Noor Jaber is a public health researcher and practitioner with 8 years of experience working in sexual and reproductive health, maternal and child health and disaster management in the MENA region.
Noor Jaber is a public health and gender expert passionate about opening up conversations around sexual and reproductive health in the Arab world. With a decade of experience in Social and Behavioral Change Communication, she has worked in humanitarian crises to ensure women have access to the care and knowledge they deserve. In 2023, she founded NAWAT Health, a secure digital platform offering Arabic-language education, consultations, and resources on pleasure, sex, and gender-based violence. A pleasure fellow and trainee sex counselor with the Sexual Health Alliance, Noor is dedicated to creating a safe, open space where women can explore, learn, and reclaim their bodies with confidence.
During the Pleasure Fellowship, Noor developed a sexuality course for women in the MENA region, offering a shame-free introduction to pleasure, body literacy, and communication. Co-created with women, the course sparked meaningful conversations and laid the foundation for NAWAT Health—a digital platform dedicated to pleasure-positive SRHR content. The project centered the experiences of Arab women, creating space for empowerment, curiosity, and connection around sexual health and rights.
Noor is currently expanding NAWAT Health into a comprehensive digital platform and mobile app that offers Arabic-language SRHR education, expert consultations, and community support.

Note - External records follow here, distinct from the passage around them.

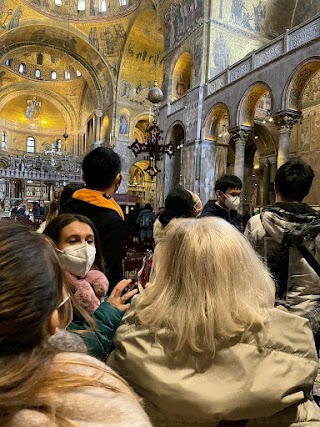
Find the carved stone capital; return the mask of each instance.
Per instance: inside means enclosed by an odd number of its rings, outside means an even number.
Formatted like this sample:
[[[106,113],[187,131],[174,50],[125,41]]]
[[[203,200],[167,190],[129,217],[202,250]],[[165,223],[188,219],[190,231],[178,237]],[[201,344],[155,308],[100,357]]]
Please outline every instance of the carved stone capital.
[[[232,132],[231,134],[232,139],[234,140],[236,145],[245,145],[248,141],[249,138],[249,131],[248,130],[244,130],[244,129],[240,129],[237,131]]]
[[[280,133],[290,133],[293,126],[301,123],[302,113],[300,111],[283,112],[274,116],[274,123]]]

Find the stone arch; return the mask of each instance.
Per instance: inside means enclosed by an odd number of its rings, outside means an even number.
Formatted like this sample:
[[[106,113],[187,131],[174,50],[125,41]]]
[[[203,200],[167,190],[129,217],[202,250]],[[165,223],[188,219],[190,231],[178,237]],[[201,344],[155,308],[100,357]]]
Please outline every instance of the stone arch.
[[[175,154],[171,158],[165,158],[165,175],[166,175],[166,188],[167,194],[172,188],[179,185],[181,182],[181,175],[183,174],[183,151],[186,136],[186,129],[184,124],[177,120],[173,122],[168,129],[165,143],[171,142],[175,147]]]
[[[41,99],[47,98],[58,110],[63,111],[63,116],[66,120],[65,127],[71,132],[77,128],[77,112],[74,110],[72,103],[65,97],[57,94],[54,90],[49,90],[48,87],[39,87],[38,90],[34,86],[19,83],[14,86],[7,86],[0,93],[0,111],[2,108],[13,99],[28,95],[30,97],[38,96]]]
[[[141,144],[145,143],[145,135],[147,127],[152,121],[150,114],[141,113],[133,120],[133,127],[131,134],[133,135],[132,139],[137,139]]]
[[[5,60],[18,48],[39,45],[54,48],[75,59],[86,73],[86,80],[95,96],[96,108],[105,107],[104,91],[107,84],[114,82],[108,64],[88,43],[84,33],[74,27],[66,28],[57,21],[56,27],[46,21],[29,20],[22,27],[14,28],[0,37],[0,59]],[[21,31],[23,28],[23,31]]]
[[[260,98],[269,92],[273,99],[270,87],[264,82],[255,82],[244,93],[240,100],[237,111],[237,126],[252,128],[254,125],[254,115]],[[272,105],[272,102],[271,102]]]
[[[226,141],[229,127],[229,109],[223,102],[214,105],[204,120],[202,139]]]
[[[172,73],[172,101],[181,98],[191,87],[192,56],[184,52],[175,62]]]
[[[289,77],[282,95],[284,110],[301,111],[302,95],[309,80],[320,70],[320,57],[312,57],[299,64]]]
[[[146,172],[147,160],[136,160],[129,168],[128,194],[137,196],[141,206],[154,206],[157,177],[151,178]]]

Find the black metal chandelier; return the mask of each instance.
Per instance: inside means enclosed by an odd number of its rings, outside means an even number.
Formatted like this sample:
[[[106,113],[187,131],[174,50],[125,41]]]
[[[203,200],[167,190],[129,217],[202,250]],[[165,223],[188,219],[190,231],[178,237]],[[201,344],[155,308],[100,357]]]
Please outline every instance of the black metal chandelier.
[[[148,125],[145,135],[145,143],[141,144],[137,139],[129,146],[130,150],[137,157],[140,153],[147,153],[145,159],[148,160],[148,166],[144,169],[151,178],[154,178],[161,169],[158,168],[157,162],[162,160],[163,154],[168,154],[171,158],[174,155],[175,147],[169,142],[163,144],[163,137],[161,134],[163,131],[159,128],[159,105],[162,101],[163,93],[161,89],[157,87],[157,82],[154,82],[153,88],[148,93],[148,100],[153,103],[153,119],[151,124]]]

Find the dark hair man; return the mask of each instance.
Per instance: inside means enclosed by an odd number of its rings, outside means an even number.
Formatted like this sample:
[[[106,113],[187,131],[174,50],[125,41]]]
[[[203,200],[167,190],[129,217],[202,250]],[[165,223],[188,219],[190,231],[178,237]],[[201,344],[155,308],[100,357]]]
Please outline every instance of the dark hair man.
[[[276,203],[248,221],[245,236],[273,273],[277,299],[310,320],[318,341],[320,278],[315,265],[320,255],[320,215],[303,203],[313,177],[312,168],[301,159],[284,163],[275,176]]]
[[[94,222],[101,241],[110,294],[113,287],[123,279],[124,215],[112,197],[122,181],[121,160],[111,148],[99,147],[85,156],[82,171],[86,188],[73,193],[61,213],[78,213]]]
[[[242,217],[237,211],[242,190],[241,179],[236,175],[224,175],[214,187],[217,200],[208,200],[201,217],[219,216],[241,230]]]

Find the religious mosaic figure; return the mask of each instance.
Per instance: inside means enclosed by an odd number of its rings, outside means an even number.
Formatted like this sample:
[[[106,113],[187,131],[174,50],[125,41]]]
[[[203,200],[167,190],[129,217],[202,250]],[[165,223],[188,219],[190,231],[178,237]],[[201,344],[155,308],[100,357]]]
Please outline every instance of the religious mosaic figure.
[[[128,134],[128,119],[125,114],[121,114],[120,116],[120,127],[119,127],[119,134],[120,135],[127,135]]]
[[[266,18],[266,6],[262,6],[262,1],[259,1],[257,6],[253,6],[254,10],[254,26],[256,31],[261,31],[261,21]]]
[[[27,119],[36,120],[41,113],[41,102],[34,96],[32,99],[27,100],[26,117]]]
[[[23,13],[22,7],[21,6],[17,7],[17,9],[12,14],[11,20],[8,25],[8,30],[12,30],[12,28],[19,27],[22,13]]]
[[[219,34],[213,44],[213,62],[219,72],[230,65],[230,49],[222,34]]]

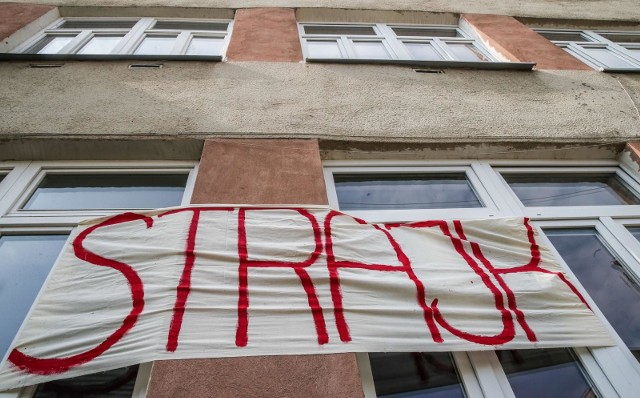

The platform is launching new courses on topics such as contraception and menopause, while building partnerships with organizations and healthcare providers across the MENA region to reach women from diverse social backgrounds. In addition, Noor is piloting a support service to provide anonymous guidance on gender-based violence, sexual health, and pleasure in humanitarian contexts. Through this work, she continues to advocate for pleasure-centered, culturally sensitive SRHR access in a region where such conversations are still frequently silenced.
Noor proposes an online course service in their NAWAT Health Platform for Women in the MENA region.
As a Pleasure Fellow, Noor initially set out to develop an introductory course on sexuality and pleasure, with the goal of providing women in the MENA region with safe, accessible, and accurate information about their bodies, desires, and boundaries. The course addressed topics such as sexual self-discovery, body literacy, relationship communication, and consent—all through a pleasure-centered, stigma-free lens. It resonated deeply with participants and sparked meaningful conversations about reclaiming pleasure as an integral part of sexual and reproductive health.
Based on participant feedback and growing demand, this foundational course became the cornerstone of NAWAT Health, a digital platform Noor launched to help close the SRHR gap across the Arab world. NAWAT now offers contextualized, evidence-based, and pleasure-positive content—ranging from live courses to pre-recorded workshops—and is evolving into a mobile app that will include a hotline and anonymous peer support services.
Through the fellowship, Noor piloted the course with women in Saudi Arabia, the UAE, and Bahrain, using a co-creation approach that honored participants’ lived experiences and language preferences. The course is now being scaled, and NAWAT is partnering with local organizations to extend access to women from underserved communities. What began as a basic sexuality education offering has since sparked a broader regional movement—one that places pleasure at the center of health and ensures Arab women are leading conversations they have long been excluded from.
The Pleasure Fellowship helped me build something I deeply needed myself — a space to talk about sexuality with honesty, without fear or shame. It gave me the push to turn a small idea into a regional platform. More than anything, it reminded me that pleasure can be political, healing, and deeply transformative — especially when led by and for Arab women.